Even from afar, the mountain laurel looks very impressive on the viewer during flowering. His whole delicate beauty, however, he shows only on closer inspection, because every bud and every single flower is a small piece of art in itself. Kalmia latifolia is available in different varieties, which differ in their stature height and flower color:
  • Growth height: up to 3 m (also known as the large mountain laurel)
  • Also available as a small variant up to 1.2 m in height
  • Hundreds of pink flowers, some with red speckles
  • especially resistant to fungal diseases
  • Synonym: laurel rose 'beacon'
  • Growth height: maximum 150 cm
  • bright red to pink colored flowers
  • pretty tough
  • also suitable for rougher areas (cold winds)
'Black Label'
  • Growth height: 2.5 m (one of the largest varieties)

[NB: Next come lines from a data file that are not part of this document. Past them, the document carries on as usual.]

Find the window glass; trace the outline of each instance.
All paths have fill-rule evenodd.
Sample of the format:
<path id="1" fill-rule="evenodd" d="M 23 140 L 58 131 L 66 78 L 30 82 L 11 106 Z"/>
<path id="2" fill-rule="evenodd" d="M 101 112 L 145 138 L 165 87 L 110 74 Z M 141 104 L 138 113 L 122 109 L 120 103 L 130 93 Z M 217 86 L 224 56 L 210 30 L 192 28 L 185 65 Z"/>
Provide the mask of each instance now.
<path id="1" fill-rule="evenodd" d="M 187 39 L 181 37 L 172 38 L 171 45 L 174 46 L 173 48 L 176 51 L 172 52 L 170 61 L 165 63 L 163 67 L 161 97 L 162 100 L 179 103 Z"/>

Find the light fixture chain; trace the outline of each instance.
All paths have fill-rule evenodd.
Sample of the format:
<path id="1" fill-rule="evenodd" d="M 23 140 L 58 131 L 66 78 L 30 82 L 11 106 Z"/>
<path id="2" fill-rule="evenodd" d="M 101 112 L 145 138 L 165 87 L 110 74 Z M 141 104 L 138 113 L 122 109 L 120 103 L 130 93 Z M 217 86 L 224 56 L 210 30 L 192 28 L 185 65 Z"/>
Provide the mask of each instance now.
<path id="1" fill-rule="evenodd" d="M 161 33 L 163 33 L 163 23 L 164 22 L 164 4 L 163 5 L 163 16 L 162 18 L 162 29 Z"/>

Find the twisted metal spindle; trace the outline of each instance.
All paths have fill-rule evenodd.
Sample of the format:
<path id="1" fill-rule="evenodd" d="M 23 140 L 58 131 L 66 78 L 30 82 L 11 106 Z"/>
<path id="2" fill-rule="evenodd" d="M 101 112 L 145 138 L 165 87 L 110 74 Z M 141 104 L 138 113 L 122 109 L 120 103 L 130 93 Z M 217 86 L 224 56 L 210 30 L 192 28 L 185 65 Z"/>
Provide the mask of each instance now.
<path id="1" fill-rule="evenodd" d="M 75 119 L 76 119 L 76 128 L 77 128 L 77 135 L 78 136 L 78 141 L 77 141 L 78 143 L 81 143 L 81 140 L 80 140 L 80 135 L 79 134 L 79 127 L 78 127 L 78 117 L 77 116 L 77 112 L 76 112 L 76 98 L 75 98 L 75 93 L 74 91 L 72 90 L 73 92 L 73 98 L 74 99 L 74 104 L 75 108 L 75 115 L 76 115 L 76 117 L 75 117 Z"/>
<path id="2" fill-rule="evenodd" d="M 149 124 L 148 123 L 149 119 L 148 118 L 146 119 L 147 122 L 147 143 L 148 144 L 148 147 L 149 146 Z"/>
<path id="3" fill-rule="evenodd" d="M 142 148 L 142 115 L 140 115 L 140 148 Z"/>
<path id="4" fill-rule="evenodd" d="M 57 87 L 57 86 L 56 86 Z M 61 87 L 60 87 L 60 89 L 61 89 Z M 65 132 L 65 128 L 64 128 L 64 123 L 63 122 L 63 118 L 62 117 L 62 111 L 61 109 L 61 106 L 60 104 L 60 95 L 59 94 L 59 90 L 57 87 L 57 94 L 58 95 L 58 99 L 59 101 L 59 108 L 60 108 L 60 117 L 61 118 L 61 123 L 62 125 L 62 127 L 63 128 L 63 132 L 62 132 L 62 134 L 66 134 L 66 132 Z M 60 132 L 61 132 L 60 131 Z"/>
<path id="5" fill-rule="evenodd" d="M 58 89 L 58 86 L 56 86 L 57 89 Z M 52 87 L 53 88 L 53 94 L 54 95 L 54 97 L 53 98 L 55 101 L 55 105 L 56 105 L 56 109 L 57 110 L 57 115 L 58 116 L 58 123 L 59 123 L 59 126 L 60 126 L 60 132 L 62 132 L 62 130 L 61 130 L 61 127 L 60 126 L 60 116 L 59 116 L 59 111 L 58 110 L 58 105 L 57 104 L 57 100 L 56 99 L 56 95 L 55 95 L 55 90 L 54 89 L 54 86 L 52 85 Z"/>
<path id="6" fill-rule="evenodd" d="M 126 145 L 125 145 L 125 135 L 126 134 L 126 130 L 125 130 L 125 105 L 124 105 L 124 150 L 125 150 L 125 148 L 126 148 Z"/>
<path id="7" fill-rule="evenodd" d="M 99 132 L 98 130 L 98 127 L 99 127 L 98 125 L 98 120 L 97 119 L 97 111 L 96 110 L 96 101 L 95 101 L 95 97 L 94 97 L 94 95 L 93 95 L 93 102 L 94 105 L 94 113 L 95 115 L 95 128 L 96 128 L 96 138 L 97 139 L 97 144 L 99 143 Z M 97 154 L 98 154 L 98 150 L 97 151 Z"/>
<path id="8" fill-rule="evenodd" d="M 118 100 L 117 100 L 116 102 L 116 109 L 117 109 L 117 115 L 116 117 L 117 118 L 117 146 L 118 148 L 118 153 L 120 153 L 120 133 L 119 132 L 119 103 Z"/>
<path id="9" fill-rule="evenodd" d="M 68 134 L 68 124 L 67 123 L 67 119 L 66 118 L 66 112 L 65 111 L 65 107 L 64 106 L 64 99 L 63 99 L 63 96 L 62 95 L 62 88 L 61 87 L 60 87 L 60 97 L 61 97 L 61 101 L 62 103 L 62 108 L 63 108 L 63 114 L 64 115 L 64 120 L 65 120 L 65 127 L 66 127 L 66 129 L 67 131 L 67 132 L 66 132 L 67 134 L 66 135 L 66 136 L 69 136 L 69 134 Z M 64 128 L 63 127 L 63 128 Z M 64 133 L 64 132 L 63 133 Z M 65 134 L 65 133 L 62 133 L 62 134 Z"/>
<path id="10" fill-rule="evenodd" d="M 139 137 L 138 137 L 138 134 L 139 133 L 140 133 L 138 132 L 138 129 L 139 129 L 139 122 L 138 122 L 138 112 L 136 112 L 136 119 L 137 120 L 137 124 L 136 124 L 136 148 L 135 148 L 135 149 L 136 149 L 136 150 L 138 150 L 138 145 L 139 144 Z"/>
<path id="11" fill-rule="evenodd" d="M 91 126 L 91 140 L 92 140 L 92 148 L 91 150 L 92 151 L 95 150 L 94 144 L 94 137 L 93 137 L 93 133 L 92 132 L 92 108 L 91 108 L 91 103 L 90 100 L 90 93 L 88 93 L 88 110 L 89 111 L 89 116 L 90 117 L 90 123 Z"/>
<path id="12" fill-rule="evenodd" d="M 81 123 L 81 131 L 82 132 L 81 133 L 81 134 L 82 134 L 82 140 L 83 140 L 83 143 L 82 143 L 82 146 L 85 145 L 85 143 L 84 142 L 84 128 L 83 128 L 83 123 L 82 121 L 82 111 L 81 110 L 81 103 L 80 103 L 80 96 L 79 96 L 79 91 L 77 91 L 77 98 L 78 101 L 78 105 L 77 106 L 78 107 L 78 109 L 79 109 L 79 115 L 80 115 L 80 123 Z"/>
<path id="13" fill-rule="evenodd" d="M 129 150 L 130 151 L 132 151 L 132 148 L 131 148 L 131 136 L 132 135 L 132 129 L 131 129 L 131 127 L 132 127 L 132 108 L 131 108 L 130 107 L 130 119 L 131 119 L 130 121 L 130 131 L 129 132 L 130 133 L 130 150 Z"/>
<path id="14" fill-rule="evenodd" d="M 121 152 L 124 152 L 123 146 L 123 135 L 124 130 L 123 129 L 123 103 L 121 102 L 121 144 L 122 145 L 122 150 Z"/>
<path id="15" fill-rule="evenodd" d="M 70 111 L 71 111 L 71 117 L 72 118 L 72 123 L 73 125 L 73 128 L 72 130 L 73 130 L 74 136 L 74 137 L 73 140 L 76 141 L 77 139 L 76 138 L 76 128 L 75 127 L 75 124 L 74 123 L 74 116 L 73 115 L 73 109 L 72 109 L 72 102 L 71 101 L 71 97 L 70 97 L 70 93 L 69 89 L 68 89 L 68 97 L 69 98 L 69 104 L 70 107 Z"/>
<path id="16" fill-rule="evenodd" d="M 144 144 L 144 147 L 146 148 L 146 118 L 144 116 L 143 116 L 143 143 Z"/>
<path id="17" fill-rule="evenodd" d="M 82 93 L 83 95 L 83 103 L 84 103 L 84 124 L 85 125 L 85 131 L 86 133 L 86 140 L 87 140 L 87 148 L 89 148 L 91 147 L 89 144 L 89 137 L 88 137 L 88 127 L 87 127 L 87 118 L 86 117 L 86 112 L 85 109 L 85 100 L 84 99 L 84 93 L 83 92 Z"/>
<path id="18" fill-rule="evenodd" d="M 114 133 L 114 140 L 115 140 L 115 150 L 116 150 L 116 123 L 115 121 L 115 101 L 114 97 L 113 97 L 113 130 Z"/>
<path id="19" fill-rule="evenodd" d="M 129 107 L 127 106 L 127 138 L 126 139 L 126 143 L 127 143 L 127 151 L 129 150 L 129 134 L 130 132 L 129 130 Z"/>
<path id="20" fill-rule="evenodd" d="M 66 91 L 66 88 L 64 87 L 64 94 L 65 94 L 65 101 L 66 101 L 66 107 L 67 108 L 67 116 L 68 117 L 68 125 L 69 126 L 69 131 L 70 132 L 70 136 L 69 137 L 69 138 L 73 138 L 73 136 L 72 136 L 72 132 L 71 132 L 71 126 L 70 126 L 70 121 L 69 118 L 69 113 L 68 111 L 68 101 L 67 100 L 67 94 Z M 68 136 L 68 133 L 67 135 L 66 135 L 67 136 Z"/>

  • white flowers with a dark ring
  • Growth height: 1.5 to 2 m
  • rare pure white flower
  • good resistance to leaf spot disease
  • Growth height: 1.0 to 1.5 m
  • white ground with bordeaux red polka dots
  • star-shaped flowers
  • differs greatly in the flower form of the wild mountain salmon varieties
  • Growth height: 1.0 to 1.5 m
  • bright pink rose flowers with a white border
  • Growth height: maximum 1.5 m
  • showy white flowers with intense red flower border
  • Growth height: 1 to 1.5 m
  • red-black flowers
  • Outside of the flower is white
  • very rare variety
  • Growth height: up to 2 m
  • old rose flowers
  • Growth height: less than 1 m (grows very slowly)

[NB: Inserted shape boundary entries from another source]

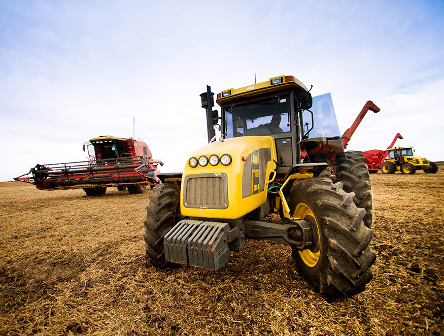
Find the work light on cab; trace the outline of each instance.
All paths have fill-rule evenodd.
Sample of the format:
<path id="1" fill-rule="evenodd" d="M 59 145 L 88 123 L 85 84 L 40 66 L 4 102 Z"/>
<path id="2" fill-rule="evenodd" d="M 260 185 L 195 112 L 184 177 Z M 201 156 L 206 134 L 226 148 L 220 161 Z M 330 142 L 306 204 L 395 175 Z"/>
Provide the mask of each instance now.
<path id="1" fill-rule="evenodd" d="M 195 157 L 192 157 L 190 159 L 190 160 L 188 161 L 188 163 L 190 164 L 190 165 L 193 168 L 195 168 L 197 165 L 197 159 Z"/>
<path id="2" fill-rule="evenodd" d="M 210 164 L 211 165 L 216 165 L 219 163 L 219 157 L 217 155 L 213 154 L 210 157 Z"/>
<path id="3" fill-rule="evenodd" d="M 220 163 L 224 165 L 228 165 L 231 163 L 231 157 L 227 154 L 224 154 L 220 157 Z"/>
<path id="4" fill-rule="evenodd" d="M 202 155 L 199 158 L 199 164 L 202 167 L 204 167 L 208 164 L 208 158 L 204 155 Z"/>

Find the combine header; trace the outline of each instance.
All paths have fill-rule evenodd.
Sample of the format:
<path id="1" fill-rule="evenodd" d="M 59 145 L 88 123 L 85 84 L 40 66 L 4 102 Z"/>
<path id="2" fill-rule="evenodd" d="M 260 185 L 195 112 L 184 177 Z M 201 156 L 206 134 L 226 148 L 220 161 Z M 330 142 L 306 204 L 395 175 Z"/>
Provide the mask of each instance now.
<path id="1" fill-rule="evenodd" d="M 141 193 L 147 186 L 160 182 L 157 164 L 163 163 L 152 159 L 143 141 L 103 136 L 84 144 L 84 151 L 85 144 L 87 161 L 37 164 L 14 180 L 43 190 L 82 188 L 87 196 L 103 194 L 109 187 Z"/>

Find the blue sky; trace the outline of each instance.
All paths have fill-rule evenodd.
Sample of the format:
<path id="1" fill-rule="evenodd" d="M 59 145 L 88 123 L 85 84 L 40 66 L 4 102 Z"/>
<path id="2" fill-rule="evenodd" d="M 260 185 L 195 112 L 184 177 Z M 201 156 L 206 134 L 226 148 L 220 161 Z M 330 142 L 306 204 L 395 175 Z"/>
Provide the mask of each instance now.
<path id="1" fill-rule="evenodd" d="M 143 139 L 164 172 L 207 141 L 199 94 L 281 75 L 331 93 L 347 149 L 444 160 L 442 1 L 0 0 L 0 181 L 86 159 L 111 135 Z"/>

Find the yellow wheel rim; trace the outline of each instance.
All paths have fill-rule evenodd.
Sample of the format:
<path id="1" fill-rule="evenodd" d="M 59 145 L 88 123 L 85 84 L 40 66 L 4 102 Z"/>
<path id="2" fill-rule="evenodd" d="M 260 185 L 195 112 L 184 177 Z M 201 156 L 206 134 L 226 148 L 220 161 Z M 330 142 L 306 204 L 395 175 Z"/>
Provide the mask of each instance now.
<path id="1" fill-rule="evenodd" d="M 304 262 L 309 267 L 315 267 L 319 261 L 320 255 L 321 254 L 321 238 L 319 233 L 319 225 L 318 224 L 318 221 L 316 220 L 316 218 L 315 215 L 309 206 L 305 203 L 298 203 L 296 206 L 296 209 L 294 210 L 293 216 L 294 217 L 299 217 L 303 219 L 306 216 L 311 216 L 315 219 L 315 222 L 316 223 L 316 227 L 318 230 L 318 244 L 319 246 L 319 250 L 317 252 L 312 252 L 309 249 L 303 250 L 303 251 L 298 251 L 299 255 L 302 261 Z"/>

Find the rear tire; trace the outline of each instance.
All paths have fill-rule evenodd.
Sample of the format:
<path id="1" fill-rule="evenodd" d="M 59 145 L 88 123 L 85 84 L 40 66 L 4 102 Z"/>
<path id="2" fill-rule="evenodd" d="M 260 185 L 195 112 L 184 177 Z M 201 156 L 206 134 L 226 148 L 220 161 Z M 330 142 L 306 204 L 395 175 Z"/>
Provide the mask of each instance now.
<path id="1" fill-rule="evenodd" d="M 381 164 L 381 171 L 383 174 L 395 174 L 396 167 L 392 162 L 388 161 Z"/>
<path id="2" fill-rule="evenodd" d="M 401 166 L 401 173 L 411 175 L 416 172 L 416 167 L 410 162 L 405 162 Z"/>
<path id="3" fill-rule="evenodd" d="M 430 165 L 431 167 L 427 170 L 424 169 L 424 172 L 428 174 L 436 174 L 438 172 L 438 165 L 435 162 L 431 162 Z"/>
<path id="4" fill-rule="evenodd" d="M 165 267 L 171 263 L 165 260 L 163 237 L 183 218 L 180 214 L 180 186 L 173 183 L 158 184 L 150 195 L 145 221 L 145 241 L 150 263 Z"/>
<path id="5" fill-rule="evenodd" d="M 362 152 L 348 151 L 345 154 L 347 161 L 337 167 L 336 181 L 344 184 L 344 191 L 355 193 L 356 196 L 353 201 L 358 208 L 365 209 L 366 213 L 363 218 L 364 224 L 370 228 L 373 207 L 367 161 Z"/>
<path id="6" fill-rule="evenodd" d="M 342 186 L 307 179 L 291 188 L 289 202 L 293 215 L 314 218 L 318 231 L 317 252 L 291 247 L 299 274 L 315 290 L 334 297 L 362 291 L 373 277 L 370 267 L 376 258 L 368 246 L 373 231 L 362 221 L 365 211 Z"/>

  • white flowers with cinnamon ribbon
  • flowers very rich
'Ostbo Red'
  • Growth height: 80 to 100 cm
  • strong bright red buds
  • open to a light pink blossom
  • is one of the most beautiful varieties
  • Growth height: 50 to 100 cm
  • slightly pinkish tinted flowers
  • red lines from the center to the edges
  • Growth height: 1.0 to 1.5 m
  • Flowers with soft pink tint
'Snow Drift'
  • Growth height: up to 100 cm
  • beautiful pure white laurel rose variety

Diseases and pests

The mountain laurel is one of the robust shrubs that rarely fall ill. Some breeding forms have been bred specifically for resistance to certain diseases. Occasionally, however - as with all garden plants - feeding marks of various butterflies or beetles and their larvae occur.

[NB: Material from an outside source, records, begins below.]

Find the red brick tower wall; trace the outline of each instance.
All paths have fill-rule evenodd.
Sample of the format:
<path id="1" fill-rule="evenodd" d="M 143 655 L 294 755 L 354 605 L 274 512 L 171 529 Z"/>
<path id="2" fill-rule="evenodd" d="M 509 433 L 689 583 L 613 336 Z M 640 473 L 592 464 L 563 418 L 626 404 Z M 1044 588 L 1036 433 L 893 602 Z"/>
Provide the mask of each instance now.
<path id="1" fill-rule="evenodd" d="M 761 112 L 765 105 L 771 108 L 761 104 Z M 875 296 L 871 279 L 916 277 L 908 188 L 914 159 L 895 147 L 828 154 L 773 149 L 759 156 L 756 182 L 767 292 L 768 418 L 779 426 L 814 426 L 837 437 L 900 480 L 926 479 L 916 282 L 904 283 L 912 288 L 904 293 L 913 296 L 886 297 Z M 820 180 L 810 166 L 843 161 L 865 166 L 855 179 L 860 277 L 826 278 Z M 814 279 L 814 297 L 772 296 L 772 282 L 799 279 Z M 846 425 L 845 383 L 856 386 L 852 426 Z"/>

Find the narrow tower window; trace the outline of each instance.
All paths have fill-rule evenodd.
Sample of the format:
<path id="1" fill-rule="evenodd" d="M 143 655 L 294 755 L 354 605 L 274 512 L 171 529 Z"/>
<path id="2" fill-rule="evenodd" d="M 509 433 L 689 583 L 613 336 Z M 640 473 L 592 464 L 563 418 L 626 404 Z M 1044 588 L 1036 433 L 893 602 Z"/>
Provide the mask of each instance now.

  • Brown leaf margins indicate a lack of water or too high quantities of fertilizer
  • drooping, withering shoots are often the result of waterlogging or too dark location
  • If wet, root rot can destroy the entire plant
Unfortunately, the laurel rose with its extravagant flowers is rarely found in our gardens and parks. This may be due to the toxicity of the flowering shrub. Because the consumption of parts of plants can lead to the death of humans and animals. Especially grazing animals are seriously endangered here. Even if you try to breed non-toxic plants again and again, in case of doubt you should avoid other non-toxic plants.

Video Board: How to Prune an Overgrown Laurel.